Sur ce tableau, d'une taille conséquente, on retrouve un petit garçon assez âgé pour avoir douze ans. Des cheveux bouclés et soigneusement coiffés. Dans un costume repassé, portant l'emblème de sa famille sur la poche de sa veste. Ses yeux ont toujours été aussi bleus et son visage n'a jamais perdu sa particularité angélique.
Il était tellement beau.
Debout devant le tableau, j'ai l'impression de l'avoir en face de moi. Un Pietro plus vulnérable malgré sa prestance et son charisme à cet âge-là.
Il est droit comme un piquet, ne sourit pas et prône sa présence malgré son absence depuis des années ici.
Je me demande pourquoi le tableau n'a pas été jeté.
Peut-être que ce tableau a été explicitement demandé par Toni, pour rendre honneur à son fils favori. Il n'y a aucune preuve dépeinte pour Niccolo ni aucun autre Predetti d'ailleurs.
Seulement Pietro. Pour le bonheur de mes espoirs encore intacts.
Je ne reste pas trop longtemps et m'engage en direction de la cuisine où Maria, la gouvernante, m'attend.

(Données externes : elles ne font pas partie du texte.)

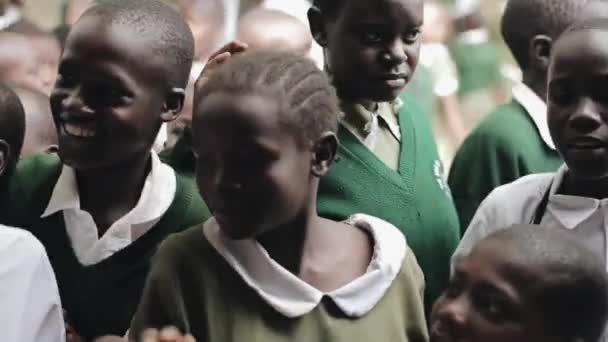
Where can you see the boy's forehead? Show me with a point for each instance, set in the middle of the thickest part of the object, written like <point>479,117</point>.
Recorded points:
<point>401,10</point>
<point>93,37</point>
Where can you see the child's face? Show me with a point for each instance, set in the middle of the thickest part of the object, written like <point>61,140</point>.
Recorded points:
<point>373,46</point>
<point>251,171</point>
<point>487,300</point>
<point>109,96</point>
<point>578,102</point>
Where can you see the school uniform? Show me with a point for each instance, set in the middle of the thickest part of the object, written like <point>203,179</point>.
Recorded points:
<point>100,278</point>
<point>30,309</point>
<point>390,169</point>
<point>220,289</point>
<point>534,199</point>
<point>512,142</point>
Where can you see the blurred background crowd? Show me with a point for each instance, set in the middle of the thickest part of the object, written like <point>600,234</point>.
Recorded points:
<point>465,71</point>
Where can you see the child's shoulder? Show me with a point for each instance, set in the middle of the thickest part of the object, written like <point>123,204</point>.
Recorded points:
<point>21,247</point>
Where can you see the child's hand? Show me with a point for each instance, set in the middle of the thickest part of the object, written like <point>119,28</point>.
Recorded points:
<point>218,58</point>
<point>169,334</point>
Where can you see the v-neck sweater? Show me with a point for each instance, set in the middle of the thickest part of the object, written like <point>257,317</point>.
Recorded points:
<point>415,198</point>
<point>99,299</point>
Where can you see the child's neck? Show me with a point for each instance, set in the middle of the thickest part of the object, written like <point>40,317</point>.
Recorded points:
<point>574,186</point>
<point>108,194</point>
<point>325,254</point>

C'est une vieille mégère qui ne parle qu'en Italien. Elle obéit au doigt et à la lettre au maître des lieux depuis des années.
Maintenant que Toni est probablement mort, c'est Andréa le roi ici. Mes habits, mon allure et mes allées et retours sont orchestrés selon ses désirs. Maria s'affaire à m'habiller et même me laver lorsque je n'ai plus la force de lui parler en langue des signes pour lui demander de l'intimité.
— Sei pronta ? (Tu es prête)
Je hoche la tête, comprenant quelques mots par moment maintenant. Elle pose une assiette dans sa main et m'indique que la salle à manger est prise pour affaire avant de souffler, sûrement l'habitude de voir des personnes différentes dans la maison où elle a toujours vécu et devient redondante avec l'âge.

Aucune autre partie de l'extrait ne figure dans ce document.